You grant FaceApp a perpetual, irrevocable, nonexclusive, royalty-free, worldwide, fully-paid, transferable sub-licensable license to use, reproduce, modify, adapt, publish, translate, create derivative works from, distribute, publicly perform and display your User Content and any name, username or likeness provided in connection with your User Content in all media formats and channels now known or later developed, without compensation to you. When you post or otherwise share User Content on or through our Services, you understand that your User Content and any associated information (such as your [username], location or profile photo) will be visible to the public.

The company has racked up tons of data, too. Forbes noted that FaceApp is “top-ranked” on the iOS App Store across 121 countries.

There have also been concerns raised about FaceApp’s connections to Russia. According to a report from Forbes posted on Wednesday, the developer company is based in St. Petersburg, meaning “faces will be viewed and processed in Russia.” But submitted photos are reportedly being sent to a company server, which is based in America.
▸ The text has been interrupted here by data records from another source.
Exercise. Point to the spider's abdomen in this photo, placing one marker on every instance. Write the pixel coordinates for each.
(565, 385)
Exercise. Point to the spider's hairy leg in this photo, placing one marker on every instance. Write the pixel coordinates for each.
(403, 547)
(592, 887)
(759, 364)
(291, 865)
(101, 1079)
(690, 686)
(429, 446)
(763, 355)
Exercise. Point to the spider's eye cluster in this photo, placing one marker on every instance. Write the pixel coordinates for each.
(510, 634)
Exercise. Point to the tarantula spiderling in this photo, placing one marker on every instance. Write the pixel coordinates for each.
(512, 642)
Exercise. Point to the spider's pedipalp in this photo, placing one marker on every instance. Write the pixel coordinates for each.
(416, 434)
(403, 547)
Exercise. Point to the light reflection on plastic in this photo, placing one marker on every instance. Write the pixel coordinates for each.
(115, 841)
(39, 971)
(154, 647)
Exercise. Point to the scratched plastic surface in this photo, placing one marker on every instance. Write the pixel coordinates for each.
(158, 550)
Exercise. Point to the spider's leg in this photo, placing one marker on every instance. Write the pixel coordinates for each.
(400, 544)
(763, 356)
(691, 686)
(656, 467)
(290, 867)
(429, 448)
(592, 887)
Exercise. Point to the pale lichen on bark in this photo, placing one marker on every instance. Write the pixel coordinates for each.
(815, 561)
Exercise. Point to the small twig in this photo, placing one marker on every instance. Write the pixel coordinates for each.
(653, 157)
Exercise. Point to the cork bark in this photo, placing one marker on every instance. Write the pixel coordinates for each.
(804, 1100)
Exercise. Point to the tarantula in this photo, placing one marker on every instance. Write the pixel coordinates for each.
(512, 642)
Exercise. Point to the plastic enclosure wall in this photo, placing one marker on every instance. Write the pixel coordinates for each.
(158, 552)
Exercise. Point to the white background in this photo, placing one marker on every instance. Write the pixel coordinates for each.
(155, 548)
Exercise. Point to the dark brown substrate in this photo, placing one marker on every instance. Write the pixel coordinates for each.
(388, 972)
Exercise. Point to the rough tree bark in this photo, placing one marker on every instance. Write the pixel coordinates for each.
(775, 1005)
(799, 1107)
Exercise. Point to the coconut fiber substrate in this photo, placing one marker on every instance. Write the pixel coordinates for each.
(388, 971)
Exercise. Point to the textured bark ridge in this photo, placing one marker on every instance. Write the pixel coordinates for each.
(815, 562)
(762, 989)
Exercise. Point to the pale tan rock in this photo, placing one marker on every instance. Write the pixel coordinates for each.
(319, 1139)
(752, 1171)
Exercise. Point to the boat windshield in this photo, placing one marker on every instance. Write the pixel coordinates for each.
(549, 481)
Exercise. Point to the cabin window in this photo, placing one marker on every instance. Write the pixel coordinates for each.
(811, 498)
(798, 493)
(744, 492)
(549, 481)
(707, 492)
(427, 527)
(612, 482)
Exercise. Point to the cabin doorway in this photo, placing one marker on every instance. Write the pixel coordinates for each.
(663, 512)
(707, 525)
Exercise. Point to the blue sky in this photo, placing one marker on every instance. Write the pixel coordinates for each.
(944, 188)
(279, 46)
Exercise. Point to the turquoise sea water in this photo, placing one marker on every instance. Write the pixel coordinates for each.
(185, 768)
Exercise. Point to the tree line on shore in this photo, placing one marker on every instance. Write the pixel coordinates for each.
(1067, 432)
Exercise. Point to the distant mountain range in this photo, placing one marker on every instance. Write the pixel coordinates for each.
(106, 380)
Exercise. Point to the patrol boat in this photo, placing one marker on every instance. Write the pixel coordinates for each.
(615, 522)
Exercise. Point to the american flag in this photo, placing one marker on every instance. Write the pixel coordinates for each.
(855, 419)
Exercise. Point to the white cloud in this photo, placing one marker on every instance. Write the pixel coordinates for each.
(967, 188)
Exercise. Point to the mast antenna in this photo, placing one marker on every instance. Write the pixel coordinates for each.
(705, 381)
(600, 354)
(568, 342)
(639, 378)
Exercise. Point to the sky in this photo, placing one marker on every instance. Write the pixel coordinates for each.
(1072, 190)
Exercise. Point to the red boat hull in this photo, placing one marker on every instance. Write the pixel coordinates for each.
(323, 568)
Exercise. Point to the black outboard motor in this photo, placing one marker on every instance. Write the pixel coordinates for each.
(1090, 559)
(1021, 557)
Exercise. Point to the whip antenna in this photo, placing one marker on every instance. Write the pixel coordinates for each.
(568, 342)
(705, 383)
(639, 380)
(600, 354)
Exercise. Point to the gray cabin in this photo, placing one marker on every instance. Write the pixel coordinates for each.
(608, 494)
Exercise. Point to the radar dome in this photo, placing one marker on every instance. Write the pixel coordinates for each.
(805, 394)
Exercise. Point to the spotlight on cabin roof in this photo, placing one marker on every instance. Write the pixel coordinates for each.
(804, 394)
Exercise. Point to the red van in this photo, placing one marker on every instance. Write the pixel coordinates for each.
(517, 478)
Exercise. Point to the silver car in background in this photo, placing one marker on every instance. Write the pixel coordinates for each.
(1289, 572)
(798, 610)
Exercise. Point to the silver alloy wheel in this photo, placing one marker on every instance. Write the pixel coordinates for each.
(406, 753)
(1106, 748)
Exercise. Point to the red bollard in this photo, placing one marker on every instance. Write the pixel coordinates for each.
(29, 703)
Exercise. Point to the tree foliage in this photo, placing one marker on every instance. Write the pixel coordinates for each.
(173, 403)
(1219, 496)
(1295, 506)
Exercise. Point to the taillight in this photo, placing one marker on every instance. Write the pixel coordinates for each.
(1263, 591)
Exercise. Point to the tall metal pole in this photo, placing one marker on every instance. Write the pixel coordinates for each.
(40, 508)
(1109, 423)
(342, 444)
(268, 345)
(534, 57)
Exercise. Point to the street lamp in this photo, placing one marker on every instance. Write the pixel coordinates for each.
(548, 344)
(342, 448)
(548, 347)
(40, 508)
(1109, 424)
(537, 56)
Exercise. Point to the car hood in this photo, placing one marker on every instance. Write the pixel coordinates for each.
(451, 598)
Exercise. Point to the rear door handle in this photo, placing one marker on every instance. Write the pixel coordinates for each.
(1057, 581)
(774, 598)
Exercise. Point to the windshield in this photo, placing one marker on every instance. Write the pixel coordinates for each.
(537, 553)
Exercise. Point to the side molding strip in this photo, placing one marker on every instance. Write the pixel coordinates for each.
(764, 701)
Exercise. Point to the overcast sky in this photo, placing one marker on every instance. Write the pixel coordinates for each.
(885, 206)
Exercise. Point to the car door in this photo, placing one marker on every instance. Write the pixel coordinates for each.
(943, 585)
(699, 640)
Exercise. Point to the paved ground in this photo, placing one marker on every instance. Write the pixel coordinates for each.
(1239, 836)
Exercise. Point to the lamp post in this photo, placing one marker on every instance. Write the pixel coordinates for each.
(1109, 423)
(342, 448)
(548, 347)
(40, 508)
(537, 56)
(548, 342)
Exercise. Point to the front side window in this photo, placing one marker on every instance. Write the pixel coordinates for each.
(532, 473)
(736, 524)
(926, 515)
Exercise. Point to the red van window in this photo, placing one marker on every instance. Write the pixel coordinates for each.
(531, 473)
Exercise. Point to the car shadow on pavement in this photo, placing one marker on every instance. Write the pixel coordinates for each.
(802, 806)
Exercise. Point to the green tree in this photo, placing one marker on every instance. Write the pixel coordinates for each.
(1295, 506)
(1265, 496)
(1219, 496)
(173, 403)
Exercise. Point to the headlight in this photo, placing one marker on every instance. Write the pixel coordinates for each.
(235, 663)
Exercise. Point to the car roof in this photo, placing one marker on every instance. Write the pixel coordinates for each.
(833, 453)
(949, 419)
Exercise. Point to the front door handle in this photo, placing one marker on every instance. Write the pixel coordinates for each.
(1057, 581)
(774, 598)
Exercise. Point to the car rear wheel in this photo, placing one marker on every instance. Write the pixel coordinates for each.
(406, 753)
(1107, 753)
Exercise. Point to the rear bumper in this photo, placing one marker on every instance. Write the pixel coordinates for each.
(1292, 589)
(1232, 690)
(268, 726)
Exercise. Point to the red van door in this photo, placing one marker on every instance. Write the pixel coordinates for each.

“A security researcher who goes by the pseudonym Elliot Alderson (real name Baptiste Robert) downloaded the app and checked where it was sending users’ faces. The French cyber expert found FaceApp only took submitted photos — those that you want the software to transform — back up to a company server. And where’s that server based? America, not Russia,” Forbes reported. “A cursory look at hosting records confirmed to Forbes that this was true, the servers for FaceApp.io were based in Amazon data centers in the U.S. And, as noted by Alderson, the app also uses third party code, and so will reach out to their servers, but again these are based in the U.S. and Australia.”

“Of course, given the developer company is based in St. Petersburg, the faces will be viewed and processed in Russia,” the outlet noted.

In 2017 FaceApp went viral for their racial filters, which were quickly pulled after complaints. Tech blog The Verge, for example, called the App’s capabilities “tantamount to a sort of digital blackface.”

“Popular AI-powered selfie program FaceApp was forced to pull new filters that allowed users to modify their pictures to look like different races, just hours after it launched it,” The Guardian reported at the time. “The app, which initially became famous for its features that let users edit images to look older or younger, or add a smile, launched the new filters around midday on Wednesday. They allowed a user to edit their image to fit one of four categories: Caucasian, Asian, Indian or Black.”